Introduction / Context:
This question tests basic logical reasoning and the ability to distinguish between what is actually stated and what is merely assumed. We are given a short statement where a friend tells Sajit that Kirti played a very good shot on the pitch. From this, we must decide which conclusion, if any, logically follows: that Sajit likes cricket, or that Kirti is a good player. This is a classic example of analysing everyday language without adding extra assumptions.
Given Data / Assumptions:
- Statement: A friend says to Sajit, 'Kirti played a very good shot on the pitch.'
- Conclusion I: Sajit likes cricket.
- Conclusion II: Kirti is a good player.
- We treat only the given statement as true and do not add extra information about personalities or habits unless it is clearly implied.
Concept / Approach:
Logical conclusion questions require us to see if a conclusion must be true every time the statement is true. If a conclusion could be false in some possible situation while the statement remains true, then that conclusion does not logically follow. We need to examine whether liking cricket or being a good player is forced by the friend's comment, or whether those are just plausible but not necessary interpretations.
Step-by-Step Solution:
Step 1: Analyse the statement carefully. The only explicit information is that Kirti played a very good shot and that this is being reported to Sajit by a friend.
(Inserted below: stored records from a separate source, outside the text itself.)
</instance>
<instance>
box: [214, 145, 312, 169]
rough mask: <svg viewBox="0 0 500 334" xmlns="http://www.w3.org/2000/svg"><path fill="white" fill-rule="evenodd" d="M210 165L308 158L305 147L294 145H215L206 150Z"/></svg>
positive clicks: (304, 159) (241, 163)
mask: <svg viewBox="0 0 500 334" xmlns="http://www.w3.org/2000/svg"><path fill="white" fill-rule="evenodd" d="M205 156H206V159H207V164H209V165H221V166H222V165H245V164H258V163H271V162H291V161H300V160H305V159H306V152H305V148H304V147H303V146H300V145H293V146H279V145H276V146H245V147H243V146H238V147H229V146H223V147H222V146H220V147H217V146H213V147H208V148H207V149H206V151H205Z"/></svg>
Step 2: Check Conclusion I – Sajit likes cricket. Does the statement say or imply that Sajit likes cricket? Not directly. The friend may simply be telling Sajit about an event, even if Sajit does not care about cricket at all. The fact that someone tells you something does not logically guarantee that you like that subject.
Step 3: Since we can imagine a situation where the statement is true (the friend speaks to Sajit) and yet Sajit does not like cricket, Conclusion I is not a must. Therefore, Conclusion I does not logically follow.
Step 4: Check Conclusion II – Kirti is a good player. The statement only says Kirti played a very good shot on one occasion. Even a beginner or a generally weak player might occasionally play a very good shot. One isolated performance is not sufficient to classify someone as a good player overall.
Step 5: Therefore, there exists a possible situation where the statement is true (Kirti hits one good shot) and Kirti is still not generally a good player. Hence, Conclusion II also does not logically follow.
Verification / Alternative check:
Imagine Kirti is a novice who usually misses the ball but once connects and plays a beautiful shot. The friend truthfully says, 'Kirti played a very good shot.' Yet this does not make Kirti a consistently good player.
Similarly, Sajit might dislike cricket but the friend still mentions the incident casually. So the statement can be true regardless of Sajit's interest in cricket.
Why Other Options Are Wrong:
Option A (Conclusion I alone follows) is wrong because liking cricket is never stated or compelled by the sentence.
Option B (Conclusion II alone follows) is wrong because one good shot does not logically prove that Kirti is a generally good player.
Option D (Both conclusions follow) is wrong because neither conclusion is guaranteed by the given statement.
Common Pitfalls:
Students often confuse 'plausible' with 'logically certain'. It may be reasonable to suspect that Sajit likes cricket or that Kirti is good, but the question asks what must follow.
Another pitfall is reading additional information into the sentence, such as assuming the friend would only speak about cricket to a cricket lover, which is not necessarily true.
Final Answer:
Since neither Sajit's liking of cricket nor Kirti's overall skill level is guaranteed by the given remark, neither conclusion I nor conclusion II logically follows from the statement.